Ah. I suppose I didn't exactly introduce myself. Well, fortunately I had the perfect stage name for this act. "I am Khepri, the patron deity of the stars themselves." A more bold claim than I was strictly comfortable with, and more intentional misgendering, but I needed to sound impressive for maximum effect. And if I was going to play at being a deity again, I was going to use the name they'd given me the first time around. One more anchor among many that would hopefully remind me of who I was and preserve my humanity. As far as this universe went, there had been a goa'uld named Khepri once, but they'd been a very minor player in goa'uld politics and died so long ago even my ancestral memory was hazy on details of their life. No one would contest my claim to the name. "I may have been born into Amunet's brood, but I was touched by the stars themselves while I grew within my jaffa's stomach." While technically untrue, I had no better explanation for why I'd been reincarnated as a worm. "I am not like my fellow goa'uld, I know what it truly means to lead a loyal army. This is why I do not demand your services. If you are to serve me, you will serve me as equals in an army which fights for justice, not as slaves in the army of a snake that pretends to be a god!"

I'm starting to suspect that becoming a worm made me better at public speaking. I was never this eloquent before I died. Not like this anyway, I'd always been better at downplaying my achievements than talking them up. The goa'uld by contrast did nothing but talk themselves up, to a degree that was going to make it rather difficult to insert myself into the mythology while also making reasonable decisions and exercising reasonable humility. Fortunately, I'd led an interesting enough life as a human that I could play up the hammy all-knowing overlord act while secretly making decisions for much better reasons than the ones I would have to give the jaffa.

Behind me, I heard O'Neill mutter something about my choice of nomme-de-guerre. I ignored him while silently thanking him for at least making his objections inaudible to the audience I was attempting to reverse-brainwash.

Meanwhile, the jaffa spokesman had turned to the jaffa behind him and received some kind of unspoken signal, because now he turned to face us once more and proclaimed, "then the honorable jaffa of this world shall follow you, Khepri, in the hopes that you may preserve us in the face of Apophis's wrath."

"Excellent," I proclaimed loudly, before turning to O'Neill. "Unfortunately, every safe haven I am aware of is known to Apophis, because they are his safe havens. I will stand by my word and defend these jaffa from Apophis's wrath no matter what, but I must ask that you take me to your leader so that I may negotiate their safe passage onto your world."

And after a rather lengthy discussion over the radios, that's exactly what happened.


A/N: Episode one complete! It only took 11 years…

If I rearranged events a bit for convenience's sake…oh well. Blame it on butterflies. You can never trust those distracting little menaces when Taylor's around. I mean didn't you hear about the time she beat up a whole squad of villains using nothing but butterflies?

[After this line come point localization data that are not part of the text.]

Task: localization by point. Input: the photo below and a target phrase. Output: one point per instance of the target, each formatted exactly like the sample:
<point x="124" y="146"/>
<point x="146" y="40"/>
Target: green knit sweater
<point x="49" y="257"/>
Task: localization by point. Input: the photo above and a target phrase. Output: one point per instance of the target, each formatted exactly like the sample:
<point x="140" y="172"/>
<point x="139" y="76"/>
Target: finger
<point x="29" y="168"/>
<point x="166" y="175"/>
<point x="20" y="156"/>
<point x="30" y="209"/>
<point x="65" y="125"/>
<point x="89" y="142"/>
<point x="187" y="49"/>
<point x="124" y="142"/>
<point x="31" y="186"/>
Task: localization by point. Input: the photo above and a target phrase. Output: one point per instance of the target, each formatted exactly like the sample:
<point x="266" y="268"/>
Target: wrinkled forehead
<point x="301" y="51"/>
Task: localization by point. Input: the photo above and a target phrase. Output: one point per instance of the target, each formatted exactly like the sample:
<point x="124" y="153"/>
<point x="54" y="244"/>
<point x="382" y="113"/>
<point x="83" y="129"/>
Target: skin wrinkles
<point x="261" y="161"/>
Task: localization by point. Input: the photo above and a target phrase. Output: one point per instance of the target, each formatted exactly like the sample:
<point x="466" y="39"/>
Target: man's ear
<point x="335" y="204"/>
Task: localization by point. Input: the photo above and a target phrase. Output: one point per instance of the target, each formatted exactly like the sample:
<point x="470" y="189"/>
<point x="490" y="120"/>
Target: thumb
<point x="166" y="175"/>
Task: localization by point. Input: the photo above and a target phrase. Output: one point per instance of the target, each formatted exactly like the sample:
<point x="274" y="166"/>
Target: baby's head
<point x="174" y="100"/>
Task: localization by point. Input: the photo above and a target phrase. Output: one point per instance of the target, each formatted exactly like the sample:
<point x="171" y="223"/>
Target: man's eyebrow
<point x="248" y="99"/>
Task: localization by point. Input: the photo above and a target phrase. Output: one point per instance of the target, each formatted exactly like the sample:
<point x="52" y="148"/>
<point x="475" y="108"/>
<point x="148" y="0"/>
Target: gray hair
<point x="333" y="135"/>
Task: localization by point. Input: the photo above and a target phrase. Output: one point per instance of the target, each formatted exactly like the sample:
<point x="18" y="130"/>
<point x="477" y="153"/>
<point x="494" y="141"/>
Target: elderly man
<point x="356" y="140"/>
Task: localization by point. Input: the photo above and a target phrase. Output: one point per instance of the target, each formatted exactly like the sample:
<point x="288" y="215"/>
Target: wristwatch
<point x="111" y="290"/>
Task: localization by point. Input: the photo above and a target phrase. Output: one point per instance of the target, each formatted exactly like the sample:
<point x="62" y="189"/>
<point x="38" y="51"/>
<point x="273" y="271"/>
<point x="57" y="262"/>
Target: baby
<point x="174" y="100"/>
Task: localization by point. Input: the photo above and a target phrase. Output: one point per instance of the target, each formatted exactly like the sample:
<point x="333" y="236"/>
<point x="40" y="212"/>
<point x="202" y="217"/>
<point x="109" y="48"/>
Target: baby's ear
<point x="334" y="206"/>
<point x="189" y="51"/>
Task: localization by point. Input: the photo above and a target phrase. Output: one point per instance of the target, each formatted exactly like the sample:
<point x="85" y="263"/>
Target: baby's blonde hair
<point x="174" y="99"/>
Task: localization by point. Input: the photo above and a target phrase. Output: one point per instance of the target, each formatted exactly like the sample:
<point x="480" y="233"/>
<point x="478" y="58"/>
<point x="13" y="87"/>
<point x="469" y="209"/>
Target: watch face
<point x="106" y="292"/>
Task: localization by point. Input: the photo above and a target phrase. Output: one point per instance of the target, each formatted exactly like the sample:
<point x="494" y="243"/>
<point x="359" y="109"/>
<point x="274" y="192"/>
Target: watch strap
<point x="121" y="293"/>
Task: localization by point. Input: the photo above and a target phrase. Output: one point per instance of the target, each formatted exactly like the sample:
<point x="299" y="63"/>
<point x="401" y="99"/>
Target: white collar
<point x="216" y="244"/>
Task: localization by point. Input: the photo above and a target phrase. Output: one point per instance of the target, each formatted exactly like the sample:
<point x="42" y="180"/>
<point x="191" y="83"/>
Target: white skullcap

So, I'm doing a post-GM Taylor-centric reincarnation crossover fic. What an original idea, right? I mean, I can confidently say that no one's done this before, but I also can't deny that I took inspiration from about half the Worm crossover fics out there. So uh…standing on the shoulders of giants, or some shit. I'm standing on something that gives me a height advantage, that's for sure. How much of one…remains to be seen. As does how much use I get out of said height advantage. Sometimes all being high up gets you is longer fall when you jump off of things.

I did pack a parachute, didn't I? Oh dear. Well, time to start praying that I don't go splat.